Девушки спрятали лица в воротниках полушубков, зашагали быстрее. Как только дорога скрылась в лесу, ветер угас, даже макушки деревьев стояли не шелохнувшись. Стена плотного леса преграждала путь ветру.
— Ну, тут совсем другой Федот, — усмехнулась Маша, откидывая воротник полушубка.
— Тут хорошо. А то я уж испугалась. На ветру и дышится как-то тяжело, сказала Катя и размотала шаль, опуская ее концы на грудь.
Они не успели насладиться тишиной и покоем, царившим в лесу, как вдруг услышали позади себя приближающийся цокот копыт о застывшую землю. Уж не догоняют ли их? Переглянулись, остановились, чуть сторонясь на обочину дороги. В ту же минуту из-за поворота показались двое верховых.
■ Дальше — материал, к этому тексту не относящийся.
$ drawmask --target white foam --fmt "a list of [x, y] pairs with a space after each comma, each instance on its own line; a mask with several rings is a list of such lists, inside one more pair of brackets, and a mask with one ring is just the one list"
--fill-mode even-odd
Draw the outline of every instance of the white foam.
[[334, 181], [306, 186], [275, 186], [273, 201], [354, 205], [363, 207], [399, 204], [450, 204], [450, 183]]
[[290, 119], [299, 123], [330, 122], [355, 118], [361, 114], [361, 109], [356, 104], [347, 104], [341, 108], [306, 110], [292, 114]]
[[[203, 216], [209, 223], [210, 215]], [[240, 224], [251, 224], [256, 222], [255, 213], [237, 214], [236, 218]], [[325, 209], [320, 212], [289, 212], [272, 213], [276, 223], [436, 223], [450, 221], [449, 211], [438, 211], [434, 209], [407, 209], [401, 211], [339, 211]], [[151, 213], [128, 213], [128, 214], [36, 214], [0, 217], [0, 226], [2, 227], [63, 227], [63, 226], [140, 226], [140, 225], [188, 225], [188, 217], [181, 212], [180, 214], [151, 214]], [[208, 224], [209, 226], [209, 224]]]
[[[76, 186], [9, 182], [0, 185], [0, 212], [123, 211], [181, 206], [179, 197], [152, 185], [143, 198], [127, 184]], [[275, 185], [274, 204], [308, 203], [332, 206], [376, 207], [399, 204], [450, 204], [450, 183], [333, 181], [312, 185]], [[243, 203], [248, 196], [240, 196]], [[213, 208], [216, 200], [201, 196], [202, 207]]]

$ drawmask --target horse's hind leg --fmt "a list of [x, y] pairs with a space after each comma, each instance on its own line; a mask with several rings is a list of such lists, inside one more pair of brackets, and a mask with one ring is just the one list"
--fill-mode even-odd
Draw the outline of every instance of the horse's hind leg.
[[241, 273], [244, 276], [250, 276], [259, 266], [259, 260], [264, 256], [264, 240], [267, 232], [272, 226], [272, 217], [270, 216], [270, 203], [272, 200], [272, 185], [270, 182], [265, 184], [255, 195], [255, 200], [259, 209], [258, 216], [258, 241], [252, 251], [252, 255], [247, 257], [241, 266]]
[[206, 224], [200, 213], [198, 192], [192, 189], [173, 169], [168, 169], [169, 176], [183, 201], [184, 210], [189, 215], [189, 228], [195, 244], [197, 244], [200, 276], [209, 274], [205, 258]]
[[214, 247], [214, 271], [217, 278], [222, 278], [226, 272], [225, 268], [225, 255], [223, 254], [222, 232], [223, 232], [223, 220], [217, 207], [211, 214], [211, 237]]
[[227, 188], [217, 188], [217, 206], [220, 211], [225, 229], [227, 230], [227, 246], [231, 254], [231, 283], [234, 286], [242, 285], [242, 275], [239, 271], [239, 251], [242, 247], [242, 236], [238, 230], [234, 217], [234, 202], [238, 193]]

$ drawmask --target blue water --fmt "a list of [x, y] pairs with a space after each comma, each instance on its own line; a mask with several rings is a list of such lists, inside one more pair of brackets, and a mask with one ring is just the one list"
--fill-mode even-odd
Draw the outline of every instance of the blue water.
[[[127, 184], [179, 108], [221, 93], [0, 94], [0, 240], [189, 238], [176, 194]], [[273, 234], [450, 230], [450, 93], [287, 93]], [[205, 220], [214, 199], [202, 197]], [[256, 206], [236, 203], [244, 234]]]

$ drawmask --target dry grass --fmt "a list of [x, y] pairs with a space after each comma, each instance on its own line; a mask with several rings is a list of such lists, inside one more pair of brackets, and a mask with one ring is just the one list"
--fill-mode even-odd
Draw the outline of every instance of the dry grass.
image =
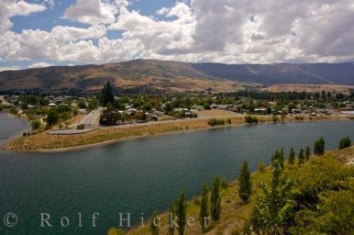
[[[344, 163], [353, 162], [354, 159], [354, 146], [342, 150], [329, 151], [326, 154], [331, 154], [334, 157], [342, 159]], [[238, 196], [237, 182], [232, 183], [227, 189], [221, 192], [222, 195], [222, 214], [218, 222], [212, 222], [207, 229], [205, 234], [210, 235], [219, 234], [239, 234], [241, 233], [243, 224], [251, 212], [252, 206], [256, 200], [257, 195], [261, 191], [261, 183], [268, 183], [271, 178], [270, 168], [268, 167], [263, 172], [255, 172], [252, 173], [253, 192], [250, 201], [247, 204], [243, 204]], [[198, 220], [199, 217], [199, 205], [195, 202], [200, 201], [200, 197], [195, 197], [188, 202], [187, 217], [193, 217]], [[168, 213], [160, 215], [161, 219], [161, 227], [160, 234], [166, 234], [169, 229], [167, 223]], [[145, 224], [144, 227], [136, 227], [127, 234], [143, 235], [149, 234], [149, 222]], [[176, 233], [176, 231], [175, 231]], [[204, 234], [201, 232], [201, 227], [197, 221], [195, 226], [185, 227], [186, 234]]]
[[280, 92], [280, 91], [297, 91], [297, 92], [321, 92], [325, 91], [336, 91], [337, 93], [343, 93], [346, 94], [350, 93], [349, 88], [354, 88], [354, 86], [340, 86], [340, 85], [329, 85], [329, 84], [275, 84], [263, 90]]
[[[226, 189], [221, 191], [222, 213], [218, 222], [210, 222], [207, 228], [207, 234], [233, 234], [241, 231], [245, 219], [251, 212], [252, 205], [256, 200], [256, 195], [261, 190], [261, 182], [266, 183], [270, 178], [270, 169], [266, 168], [263, 173], [256, 172], [252, 174], [253, 193], [251, 200], [247, 204], [244, 204], [239, 199], [237, 193], [237, 183], [235, 181]], [[177, 195], [176, 195], [177, 196]], [[192, 217], [195, 219], [195, 225], [185, 227], [185, 234], [203, 234], [198, 222], [200, 197], [195, 197], [188, 202], [187, 217]], [[161, 214], [160, 234], [166, 234], [169, 229], [169, 213]], [[144, 227], [138, 227], [128, 231], [130, 235], [149, 234], [149, 222], [145, 223]], [[175, 230], [175, 234], [177, 231]]]
[[[222, 117], [222, 118], [225, 118]], [[258, 118], [260, 122], [272, 121], [271, 115], [258, 115]], [[295, 121], [295, 116], [288, 116], [285, 121]], [[232, 125], [244, 124], [243, 115], [229, 117], [229, 118], [232, 120]], [[305, 115], [304, 118], [307, 120], [309, 117]], [[348, 120], [348, 118], [341, 115], [324, 115], [313, 117], [312, 120]], [[229, 126], [229, 125], [225, 125], [224, 126]], [[135, 126], [101, 128], [88, 133], [72, 135], [55, 135], [40, 133], [28, 137], [22, 137], [13, 140], [5, 145], [4, 149], [13, 151], [38, 151], [72, 148], [112, 142], [135, 137], [206, 128], [211, 128], [207, 124], [207, 119], [186, 119], [161, 122], [148, 122], [146, 125]]]

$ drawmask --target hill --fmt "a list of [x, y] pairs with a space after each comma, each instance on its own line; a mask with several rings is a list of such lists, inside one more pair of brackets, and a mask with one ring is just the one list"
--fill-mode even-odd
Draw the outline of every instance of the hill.
[[119, 89], [231, 91], [278, 84], [354, 85], [354, 63], [224, 64], [135, 59], [0, 72], [0, 91]]

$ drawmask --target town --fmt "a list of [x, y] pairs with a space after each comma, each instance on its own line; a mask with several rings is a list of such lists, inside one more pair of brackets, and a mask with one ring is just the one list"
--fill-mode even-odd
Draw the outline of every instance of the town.
[[196, 91], [120, 95], [113, 91], [108, 82], [96, 94], [5, 94], [0, 96], [0, 110], [29, 120], [33, 127], [29, 134], [44, 131], [50, 134], [79, 134], [99, 127], [202, 118], [203, 110], [209, 110], [273, 115], [273, 120], [288, 115], [297, 115], [299, 119], [307, 115], [311, 119], [318, 115], [354, 114], [353, 92], [244, 90], [227, 93]]

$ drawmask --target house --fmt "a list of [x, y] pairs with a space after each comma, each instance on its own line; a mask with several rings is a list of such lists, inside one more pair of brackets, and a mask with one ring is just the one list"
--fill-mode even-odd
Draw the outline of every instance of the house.
[[136, 110], [135, 108], [130, 108], [127, 110], [127, 114], [132, 114], [132, 113], [135, 113], [137, 112], [137, 110]]

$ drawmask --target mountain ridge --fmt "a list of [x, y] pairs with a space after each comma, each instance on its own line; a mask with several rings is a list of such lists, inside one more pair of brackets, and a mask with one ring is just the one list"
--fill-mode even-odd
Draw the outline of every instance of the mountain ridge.
[[0, 72], [0, 91], [95, 90], [107, 81], [122, 89], [145, 86], [181, 91], [193, 88], [226, 91], [278, 84], [353, 86], [354, 63], [227, 64], [137, 59], [100, 65], [4, 71]]

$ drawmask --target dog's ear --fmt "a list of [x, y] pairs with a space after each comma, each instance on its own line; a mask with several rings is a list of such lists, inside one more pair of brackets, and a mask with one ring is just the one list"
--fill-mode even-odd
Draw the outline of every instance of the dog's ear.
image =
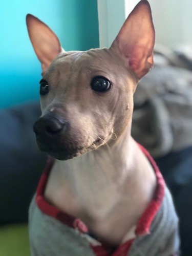
[[110, 49], [141, 78], [153, 66], [155, 30], [150, 4], [141, 0], [124, 22]]
[[65, 51], [57, 36], [45, 23], [31, 14], [27, 14], [26, 23], [29, 37], [44, 73], [58, 54]]

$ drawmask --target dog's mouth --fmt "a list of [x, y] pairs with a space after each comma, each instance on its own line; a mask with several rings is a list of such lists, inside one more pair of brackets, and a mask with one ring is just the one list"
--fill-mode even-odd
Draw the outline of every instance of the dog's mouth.
[[40, 140], [37, 139], [38, 146], [41, 151], [46, 152], [50, 156], [60, 160], [71, 159], [74, 157], [84, 155], [92, 150], [97, 149], [104, 143], [104, 140], [97, 138], [91, 145], [82, 147], [59, 146], [59, 148], [52, 148], [50, 145], [45, 145]]

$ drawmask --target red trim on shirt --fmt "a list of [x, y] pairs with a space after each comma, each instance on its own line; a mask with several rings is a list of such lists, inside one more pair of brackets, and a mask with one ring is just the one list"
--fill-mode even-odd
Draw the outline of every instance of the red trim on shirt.
[[[165, 182], [155, 161], [142, 146], [139, 144], [139, 146], [147, 158], [154, 170], [157, 178], [157, 187], [152, 201], [137, 223], [136, 229], [136, 234], [137, 236], [150, 233], [151, 224], [161, 205], [165, 190]], [[49, 204], [44, 198], [45, 189], [53, 162], [53, 159], [50, 159], [49, 160], [47, 166], [41, 175], [37, 188], [36, 203], [39, 208], [44, 214], [57, 219], [65, 225], [77, 229], [81, 232], [87, 233], [89, 231], [88, 228], [80, 219], [66, 214], [56, 207]], [[97, 256], [109, 256], [110, 255], [124, 256], [127, 254], [134, 241], [133, 239], [123, 243], [113, 251], [112, 251], [111, 249], [102, 245], [95, 246], [90, 244], [90, 246]]]

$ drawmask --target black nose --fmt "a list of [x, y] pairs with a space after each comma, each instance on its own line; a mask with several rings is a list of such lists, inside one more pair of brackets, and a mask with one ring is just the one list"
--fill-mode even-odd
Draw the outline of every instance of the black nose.
[[60, 121], [56, 118], [44, 117], [35, 122], [33, 130], [36, 135], [53, 136], [66, 129], [67, 124], [66, 121]]

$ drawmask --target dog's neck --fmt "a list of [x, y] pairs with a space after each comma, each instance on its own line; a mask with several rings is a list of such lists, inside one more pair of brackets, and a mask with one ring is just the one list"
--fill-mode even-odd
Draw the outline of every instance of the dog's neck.
[[[65, 161], [56, 160], [45, 196], [115, 244], [136, 224], [155, 187], [150, 164], [130, 131], [125, 131], [96, 151]], [[112, 231], [117, 223], [119, 230], [114, 238]]]

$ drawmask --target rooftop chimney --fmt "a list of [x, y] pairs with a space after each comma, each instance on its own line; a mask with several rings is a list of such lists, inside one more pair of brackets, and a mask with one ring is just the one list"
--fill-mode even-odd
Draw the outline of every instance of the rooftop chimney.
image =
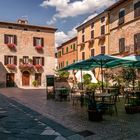
[[18, 19], [17, 23], [19, 23], [19, 24], [28, 24], [28, 20], [26, 20], [26, 19]]

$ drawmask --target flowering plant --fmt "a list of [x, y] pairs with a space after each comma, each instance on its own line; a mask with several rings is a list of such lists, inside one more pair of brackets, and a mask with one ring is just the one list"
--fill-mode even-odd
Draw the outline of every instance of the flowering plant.
[[19, 68], [20, 68], [20, 69], [29, 69], [29, 70], [31, 70], [31, 69], [34, 68], [34, 66], [33, 66], [32, 64], [21, 64], [21, 65], [19, 66]]
[[15, 70], [16, 65], [15, 65], [15, 64], [7, 64], [6, 67], [7, 67], [8, 69]]
[[36, 48], [36, 50], [42, 50], [43, 46], [38, 45], [38, 46], [35, 46], [35, 48]]
[[37, 70], [41, 70], [41, 69], [42, 69], [42, 65], [36, 64], [36, 65], [35, 65], [35, 68], [36, 68]]
[[14, 43], [8, 43], [7, 46], [11, 49], [15, 49], [16, 45]]

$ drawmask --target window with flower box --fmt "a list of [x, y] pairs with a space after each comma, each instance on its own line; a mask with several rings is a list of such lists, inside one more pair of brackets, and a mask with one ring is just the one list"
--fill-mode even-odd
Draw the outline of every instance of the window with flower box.
[[140, 53], [140, 33], [134, 35], [134, 52]]
[[15, 64], [15, 65], [17, 65], [17, 56], [5, 55], [4, 56], [4, 65], [7, 65], [7, 64]]
[[29, 56], [23, 56], [23, 64], [29, 63]]
[[5, 34], [4, 43], [7, 44], [8, 47], [14, 48], [17, 45], [17, 36]]
[[105, 46], [101, 46], [101, 54], [105, 54]]
[[42, 49], [44, 47], [44, 38], [34, 37], [33, 46], [36, 49]]
[[140, 1], [134, 4], [134, 18], [140, 17]]
[[44, 66], [44, 57], [33, 57], [33, 65]]
[[125, 38], [119, 39], [119, 52], [120, 53], [125, 52]]
[[38, 86], [41, 86], [41, 73], [35, 73], [35, 81], [37, 81]]
[[15, 70], [17, 65], [17, 56], [4, 56], [4, 65], [10, 70]]
[[119, 21], [118, 24], [121, 25], [124, 23], [124, 17], [125, 17], [125, 10], [120, 10], [119, 12]]
[[101, 26], [101, 35], [105, 35], [105, 25]]

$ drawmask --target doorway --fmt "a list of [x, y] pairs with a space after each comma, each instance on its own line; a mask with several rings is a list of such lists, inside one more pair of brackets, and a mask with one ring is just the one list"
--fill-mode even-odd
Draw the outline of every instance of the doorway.
[[6, 74], [6, 87], [14, 87], [15, 82], [14, 82], [14, 73], [7, 73]]
[[22, 86], [30, 85], [30, 73], [28, 71], [24, 71], [22, 73]]

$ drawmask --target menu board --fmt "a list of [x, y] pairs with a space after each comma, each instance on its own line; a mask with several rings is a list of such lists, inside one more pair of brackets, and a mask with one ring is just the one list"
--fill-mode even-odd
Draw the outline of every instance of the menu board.
[[54, 86], [54, 75], [46, 75], [47, 86]]

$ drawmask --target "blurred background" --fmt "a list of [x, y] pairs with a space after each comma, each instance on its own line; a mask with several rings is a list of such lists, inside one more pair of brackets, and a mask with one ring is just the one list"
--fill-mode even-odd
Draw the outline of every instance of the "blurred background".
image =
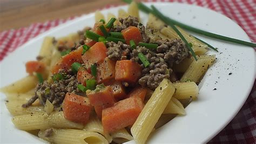
[[121, 0], [0, 0], [0, 32], [124, 4]]

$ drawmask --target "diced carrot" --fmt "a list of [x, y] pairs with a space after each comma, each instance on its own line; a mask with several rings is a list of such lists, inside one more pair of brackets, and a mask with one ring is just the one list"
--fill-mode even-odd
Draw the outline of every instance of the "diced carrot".
[[88, 98], [67, 93], [63, 101], [64, 116], [67, 120], [86, 124], [92, 106]]
[[77, 81], [82, 84], [84, 86], [86, 86], [86, 80], [93, 78], [93, 77], [88, 71], [82, 66], [78, 70], [77, 74]]
[[70, 52], [62, 57], [60, 59], [57, 63], [56, 65], [53, 66], [52, 69], [52, 73], [53, 74], [59, 72], [59, 70], [69, 70], [71, 65], [77, 62], [78, 63], [82, 63], [82, 53], [83, 52], [83, 47], [80, 47], [78, 49]]
[[92, 40], [90, 40], [88, 42], [87, 42], [85, 44], [90, 47], [92, 47], [96, 43], [96, 42]]
[[102, 88], [99, 91], [91, 92], [87, 94], [87, 96], [91, 105], [95, 107], [97, 115], [100, 118], [102, 118], [102, 109], [113, 106], [115, 102], [112, 88], [110, 86]]
[[129, 60], [117, 61], [116, 64], [114, 79], [116, 80], [125, 81], [135, 83], [142, 74], [142, 68], [136, 62]]
[[105, 133], [112, 133], [132, 125], [144, 105], [140, 98], [131, 97], [120, 100], [102, 111], [102, 125]]
[[125, 93], [124, 86], [123, 86], [120, 81], [113, 79], [104, 84], [111, 87], [113, 95], [116, 100], [119, 101], [125, 98], [126, 94]]
[[103, 42], [97, 42], [93, 45], [82, 56], [85, 68], [88, 69], [95, 63], [99, 64], [103, 62], [107, 57], [107, 51], [106, 47]]
[[130, 41], [131, 40], [133, 40], [136, 44], [138, 44], [138, 43], [142, 40], [140, 31], [139, 28], [136, 26], [130, 26], [126, 29], [123, 30], [121, 32], [127, 44], [130, 44]]
[[106, 58], [97, 67], [96, 80], [98, 84], [106, 82], [114, 78], [116, 61]]
[[30, 74], [33, 72], [42, 73], [45, 68], [45, 64], [39, 61], [29, 61], [26, 63], [26, 71]]
[[132, 91], [130, 92], [127, 95], [127, 97], [137, 97], [140, 98], [142, 101], [144, 101], [145, 96], [147, 93], [147, 89], [145, 88], [142, 88], [142, 87], [138, 87], [134, 88]]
Маша приняла их за солдат, скачущих куда-то по казенным делам. Но у Кати глаз на этот сорт людей был более наметан. "Полицейские", — без ошибки определила она. Ей захотелось хоть несколькими словами перемолвиться с Машей — как вести себя, если они начнут расспросы. Но Маша отвернулась и во все глаза смотрела на приближавшихся верховых. Они в длинных шинелях, в серых папахах, с шашками на ремнях, в сапогах со шпорами. Морды красные, с просинью, как медь с полудой.
Верховые поравнялись с девушками, осадили коней.
— А кто такие и куда следуют? — окидывая придирчивым взглядом Катю и Машу, как о ком-то постороннем спросил один из полицейских.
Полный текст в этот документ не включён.